The game Meyer-Vogt disease , also Batten's disease is a very rare congenital neurodegenerative disease with the main features of ubiquitous Lipopigmentablagerung in the lysosomes. This cerebellar form of heredo ataxia is the classic juvenile form of neuronal ceroid lipofuscinosis as CLN3 .

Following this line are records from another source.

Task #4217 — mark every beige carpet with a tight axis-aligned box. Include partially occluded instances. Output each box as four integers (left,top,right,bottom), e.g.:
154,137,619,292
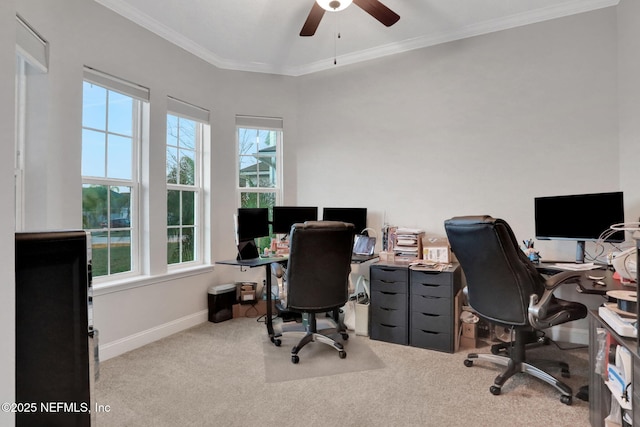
96,318,589,427
262,324,385,383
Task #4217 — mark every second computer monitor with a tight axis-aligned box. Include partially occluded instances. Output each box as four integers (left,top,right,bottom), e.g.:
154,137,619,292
237,208,269,241
271,206,318,234
322,208,367,234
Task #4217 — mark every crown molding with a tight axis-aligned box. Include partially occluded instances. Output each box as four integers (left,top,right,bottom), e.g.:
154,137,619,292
95,0,620,77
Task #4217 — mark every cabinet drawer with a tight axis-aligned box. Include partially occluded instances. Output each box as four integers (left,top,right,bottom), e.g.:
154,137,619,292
371,306,408,328
370,266,409,282
371,323,409,345
411,328,453,353
411,282,453,298
411,311,453,334
371,280,409,294
411,294,452,315
371,291,409,313
411,270,453,285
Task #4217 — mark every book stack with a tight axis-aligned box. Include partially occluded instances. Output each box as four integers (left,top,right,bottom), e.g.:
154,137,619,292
393,227,424,261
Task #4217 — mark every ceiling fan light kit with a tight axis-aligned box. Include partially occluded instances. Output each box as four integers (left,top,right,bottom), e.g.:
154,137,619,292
300,0,400,37
316,0,353,12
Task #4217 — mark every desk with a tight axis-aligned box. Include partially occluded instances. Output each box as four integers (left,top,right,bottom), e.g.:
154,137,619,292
536,263,635,295
216,254,378,347
216,257,288,346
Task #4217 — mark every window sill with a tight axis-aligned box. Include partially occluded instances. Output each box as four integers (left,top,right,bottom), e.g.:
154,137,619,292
93,265,213,297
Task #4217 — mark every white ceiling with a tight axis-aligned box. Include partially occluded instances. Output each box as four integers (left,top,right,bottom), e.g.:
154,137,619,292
95,0,619,76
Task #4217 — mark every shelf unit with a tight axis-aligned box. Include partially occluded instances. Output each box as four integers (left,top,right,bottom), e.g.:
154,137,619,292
589,310,640,427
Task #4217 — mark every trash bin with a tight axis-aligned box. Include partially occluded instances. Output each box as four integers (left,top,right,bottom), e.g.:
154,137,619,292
209,283,236,323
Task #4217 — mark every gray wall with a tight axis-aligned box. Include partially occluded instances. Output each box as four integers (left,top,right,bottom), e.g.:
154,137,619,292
296,8,624,260
0,0,640,425
0,0,16,426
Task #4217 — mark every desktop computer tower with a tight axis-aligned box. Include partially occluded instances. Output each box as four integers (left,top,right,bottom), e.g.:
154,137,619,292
15,231,97,427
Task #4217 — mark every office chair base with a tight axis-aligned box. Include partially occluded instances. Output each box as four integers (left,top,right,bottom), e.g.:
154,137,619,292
291,332,349,364
464,353,573,405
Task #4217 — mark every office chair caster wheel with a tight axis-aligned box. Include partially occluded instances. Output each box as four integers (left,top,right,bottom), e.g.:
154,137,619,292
538,337,551,345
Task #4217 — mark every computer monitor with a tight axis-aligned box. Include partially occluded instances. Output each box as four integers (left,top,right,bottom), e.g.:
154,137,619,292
322,208,367,234
238,208,269,241
534,191,624,262
271,206,318,234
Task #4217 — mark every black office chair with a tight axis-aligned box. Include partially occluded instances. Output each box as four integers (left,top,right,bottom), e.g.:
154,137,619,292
444,216,587,405
283,221,354,363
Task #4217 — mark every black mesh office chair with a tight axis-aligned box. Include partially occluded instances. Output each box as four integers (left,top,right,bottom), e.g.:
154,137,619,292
445,216,587,405
284,221,354,363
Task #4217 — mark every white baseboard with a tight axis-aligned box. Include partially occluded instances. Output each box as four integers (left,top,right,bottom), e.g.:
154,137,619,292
98,310,209,361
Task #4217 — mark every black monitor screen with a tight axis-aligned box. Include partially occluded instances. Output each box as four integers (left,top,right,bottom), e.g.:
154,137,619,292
238,208,269,240
535,192,624,242
272,206,318,233
322,208,367,234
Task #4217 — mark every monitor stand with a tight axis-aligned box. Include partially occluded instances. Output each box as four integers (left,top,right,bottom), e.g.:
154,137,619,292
236,239,260,261
576,240,585,264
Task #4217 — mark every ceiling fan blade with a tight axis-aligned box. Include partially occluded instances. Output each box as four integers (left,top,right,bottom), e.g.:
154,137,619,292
353,0,400,27
300,1,324,37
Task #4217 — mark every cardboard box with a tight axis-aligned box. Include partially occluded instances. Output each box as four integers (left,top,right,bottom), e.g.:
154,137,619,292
422,236,451,264
233,300,275,319
462,323,478,340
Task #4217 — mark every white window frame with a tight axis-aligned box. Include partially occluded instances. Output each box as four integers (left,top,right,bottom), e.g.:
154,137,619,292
235,115,284,207
14,15,49,231
82,67,149,284
165,97,210,270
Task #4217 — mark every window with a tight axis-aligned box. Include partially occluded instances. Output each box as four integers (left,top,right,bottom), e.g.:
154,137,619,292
82,68,148,277
166,98,209,265
236,116,282,249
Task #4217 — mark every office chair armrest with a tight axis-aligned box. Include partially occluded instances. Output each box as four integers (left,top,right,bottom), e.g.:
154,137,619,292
544,271,583,292
528,271,582,329
271,262,284,279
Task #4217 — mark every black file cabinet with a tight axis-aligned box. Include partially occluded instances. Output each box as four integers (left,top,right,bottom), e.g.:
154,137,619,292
369,263,462,353
409,265,461,353
369,264,409,345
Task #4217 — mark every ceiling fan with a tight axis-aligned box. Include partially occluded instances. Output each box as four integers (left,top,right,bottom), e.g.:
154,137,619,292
300,0,400,37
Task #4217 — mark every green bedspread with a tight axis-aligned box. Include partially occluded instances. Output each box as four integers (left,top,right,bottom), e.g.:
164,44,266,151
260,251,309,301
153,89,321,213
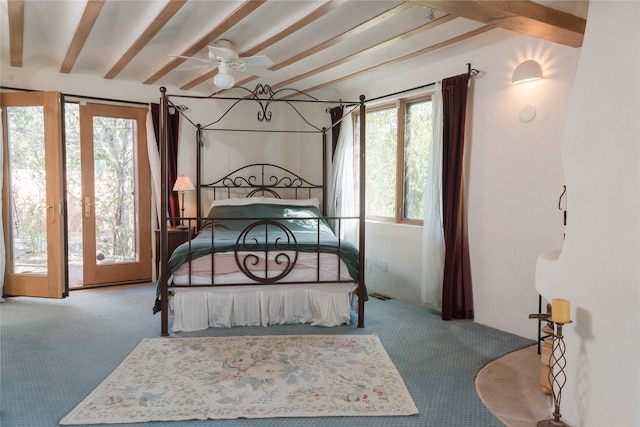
154,204,359,313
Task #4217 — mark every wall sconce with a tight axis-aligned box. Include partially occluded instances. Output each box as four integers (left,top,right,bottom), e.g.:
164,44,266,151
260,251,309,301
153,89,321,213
511,59,542,84
173,175,195,230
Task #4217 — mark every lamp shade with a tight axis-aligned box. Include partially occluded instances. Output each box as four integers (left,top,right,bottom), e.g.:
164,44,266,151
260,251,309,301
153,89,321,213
173,175,196,191
511,59,542,84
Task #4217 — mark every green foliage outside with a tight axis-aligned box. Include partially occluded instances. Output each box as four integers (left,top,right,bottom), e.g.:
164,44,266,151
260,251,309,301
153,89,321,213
356,99,433,220
7,104,136,267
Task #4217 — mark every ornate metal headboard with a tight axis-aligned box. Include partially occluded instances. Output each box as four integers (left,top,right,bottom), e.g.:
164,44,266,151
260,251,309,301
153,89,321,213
198,163,323,216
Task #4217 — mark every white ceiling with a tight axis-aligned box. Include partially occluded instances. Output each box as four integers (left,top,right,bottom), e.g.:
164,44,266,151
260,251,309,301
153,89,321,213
0,0,588,97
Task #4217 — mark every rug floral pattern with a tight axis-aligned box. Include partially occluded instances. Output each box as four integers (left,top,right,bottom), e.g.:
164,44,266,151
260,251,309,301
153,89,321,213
60,335,418,424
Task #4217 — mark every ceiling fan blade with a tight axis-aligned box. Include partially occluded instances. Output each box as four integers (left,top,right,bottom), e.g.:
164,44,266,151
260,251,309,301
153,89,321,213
169,55,215,65
240,55,273,68
243,67,273,77
177,63,216,71
207,46,238,61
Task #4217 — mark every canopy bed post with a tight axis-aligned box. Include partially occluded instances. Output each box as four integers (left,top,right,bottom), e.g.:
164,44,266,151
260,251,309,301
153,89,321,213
196,123,203,222
322,127,328,215
358,95,367,328
159,86,169,337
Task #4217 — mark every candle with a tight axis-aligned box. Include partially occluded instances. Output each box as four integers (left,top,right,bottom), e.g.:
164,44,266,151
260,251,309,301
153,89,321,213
551,298,571,323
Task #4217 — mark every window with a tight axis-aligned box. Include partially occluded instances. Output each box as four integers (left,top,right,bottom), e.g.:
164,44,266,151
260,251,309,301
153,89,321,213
355,95,433,224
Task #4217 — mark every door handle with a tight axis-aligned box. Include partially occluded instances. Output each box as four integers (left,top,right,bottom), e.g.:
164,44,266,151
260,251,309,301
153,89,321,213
47,199,56,224
84,196,93,218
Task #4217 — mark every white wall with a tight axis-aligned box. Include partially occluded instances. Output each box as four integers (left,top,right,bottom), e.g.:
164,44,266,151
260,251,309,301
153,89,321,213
536,1,640,427
345,30,580,338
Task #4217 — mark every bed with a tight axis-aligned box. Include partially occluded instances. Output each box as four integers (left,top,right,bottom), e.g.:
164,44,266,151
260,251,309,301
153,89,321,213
154,86,367,335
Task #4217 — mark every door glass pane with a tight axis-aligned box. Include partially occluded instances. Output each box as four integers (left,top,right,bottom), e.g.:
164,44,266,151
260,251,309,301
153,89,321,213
93,116,138,264
7,106,47,276
64,103,83,287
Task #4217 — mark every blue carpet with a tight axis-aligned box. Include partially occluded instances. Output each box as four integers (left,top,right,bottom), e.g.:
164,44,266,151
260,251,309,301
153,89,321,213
0,286,533,427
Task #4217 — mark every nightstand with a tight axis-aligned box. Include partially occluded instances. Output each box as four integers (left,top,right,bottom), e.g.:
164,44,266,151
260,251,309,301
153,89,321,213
156,227,196,274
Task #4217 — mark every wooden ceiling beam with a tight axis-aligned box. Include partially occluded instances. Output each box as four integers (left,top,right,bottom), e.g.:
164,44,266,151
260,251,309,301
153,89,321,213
416,0,587,47
60,0,104,74
7,0,24,67
180,0,345,90
180,1,416,90
298,25,496,93
272,15,456,89
104,0,187,79
143,0,266,84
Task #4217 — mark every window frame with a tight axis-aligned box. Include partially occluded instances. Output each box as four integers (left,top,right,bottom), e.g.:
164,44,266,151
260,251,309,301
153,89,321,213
356,91,434,226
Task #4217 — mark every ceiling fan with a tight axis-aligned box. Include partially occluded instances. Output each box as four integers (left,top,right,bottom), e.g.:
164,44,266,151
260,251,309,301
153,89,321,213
171,39,273,89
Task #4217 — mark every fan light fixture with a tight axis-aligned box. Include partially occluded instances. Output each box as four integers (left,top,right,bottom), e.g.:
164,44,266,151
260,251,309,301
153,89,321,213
511,59,542,84
213,62,236,89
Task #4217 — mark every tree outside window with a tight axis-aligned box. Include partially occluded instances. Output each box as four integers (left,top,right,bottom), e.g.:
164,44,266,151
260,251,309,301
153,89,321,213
354,95,433,224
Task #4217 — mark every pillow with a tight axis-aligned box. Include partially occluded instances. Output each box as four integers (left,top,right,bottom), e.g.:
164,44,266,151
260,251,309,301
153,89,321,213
211,197,320,208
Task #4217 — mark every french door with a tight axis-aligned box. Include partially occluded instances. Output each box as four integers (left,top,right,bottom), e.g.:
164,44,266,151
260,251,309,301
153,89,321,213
0,92,68,298
75,103,152,286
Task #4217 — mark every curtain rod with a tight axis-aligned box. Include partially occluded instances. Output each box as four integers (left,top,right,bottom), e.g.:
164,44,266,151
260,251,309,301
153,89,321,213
0,86,149,107
350,62,480,105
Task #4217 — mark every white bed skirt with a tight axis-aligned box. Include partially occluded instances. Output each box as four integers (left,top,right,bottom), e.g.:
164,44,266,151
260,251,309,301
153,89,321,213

Synonyms are: Neuronal ceroid lipofuscinosis type Spielmeyer-Vogt; Juvenile NCL; Stengel's disease; Vogt-Spielmeyer-Stock Disease (VSS); Spielmeyer-Sjogren type of neuronal ceroid lipofuscinosis; Juvenile amaurotic idiocy (obsolete); Juvenile lipoidosis; Stick mayou disease; English Batten disease ; Latin Batten's disease

The names refer to the authors of various descriptions, s. under history.

distribution

Batten Disease Memorial Sculpture.jpg

The frequency at birth in Germany is about 1 in 143,000, in Sweden about 1 in 45,000. Inheritance is autosomal - recessive .

root cause

Of the disease are in the vast majority of mutations in CLN3 - gene on locus 16p12.1 based.

Clinical manifestations

Clinical criteria are:

diagnosis

In the blood smear , there are lymphocytes with large vacuoles , a diagnosis is made by human genetics .

Differential diagnosis

In the initial stage, the differential diagnosis includes retinitis pigmentosa , later on, other causes of dementia and seizures in school age such as mitochondriopathies and subacute sclerosing panencephalitis .

therapy

Treatment is currently only possible palliative .

history

The first description of this disease probably dates from 1826 by the German, in Norway working doctor Christian Stengel .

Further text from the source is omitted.